Candidate: Maitreyee Mishra
Position: Vice-Chair
I gladly confirm my candidacy for vice-chair of the Environment, Science and Risk (ESR) Communication working group, which for me has been an intellectual home since I joined the IAMCR in 2014. It would be an honour to contribute to IAMCR and to the ESR working group through my experiences and study of environmental change in the developing world, particularly India, changes that are rapid and need sustained and critical engagement.

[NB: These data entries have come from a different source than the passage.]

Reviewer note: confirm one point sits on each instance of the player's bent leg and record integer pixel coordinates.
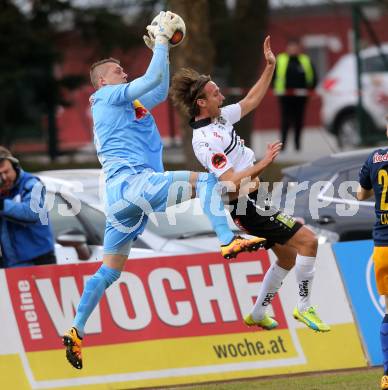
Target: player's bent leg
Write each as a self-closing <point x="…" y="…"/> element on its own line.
<point x="310" y="318"/>
<point x="95" y="287"/>
<point x="73" y="343"/>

Having lived in seven countries, my observations of environmental challenges and conflict in developing countries have informed my research, which is strongly interdisciplinary. Currently based at Heidelberg University, Germany, I have been an Assistant Professor of environment communication and film studies at the School of Communication, Manipal University, India, since 2010. I have published on indigenous peoples’ movements, environmental communication, film and gender studies. My most recent (forthcoming) publication is a chapter on traditional environmental knowledge and sustainable development in the book Communication, Culture and Ecology -Rethinking Sustainable Development in Asia (edited by Kiran Prasad, Springer, 2017). Outside of academia I have served as a consultant to WaterAid, Regional Centre for Development Cooperation and the environmental NGO Vasundhara based in Odisha, India. My current research examines the impacts of climate change on indigenous peoples- some of the world’s most vulnerable groups whose articulation of climatic and environmental change challenges the current world order, and needs to be heard. I hope to contribute to the working group by bringing more diverse voices from the global South.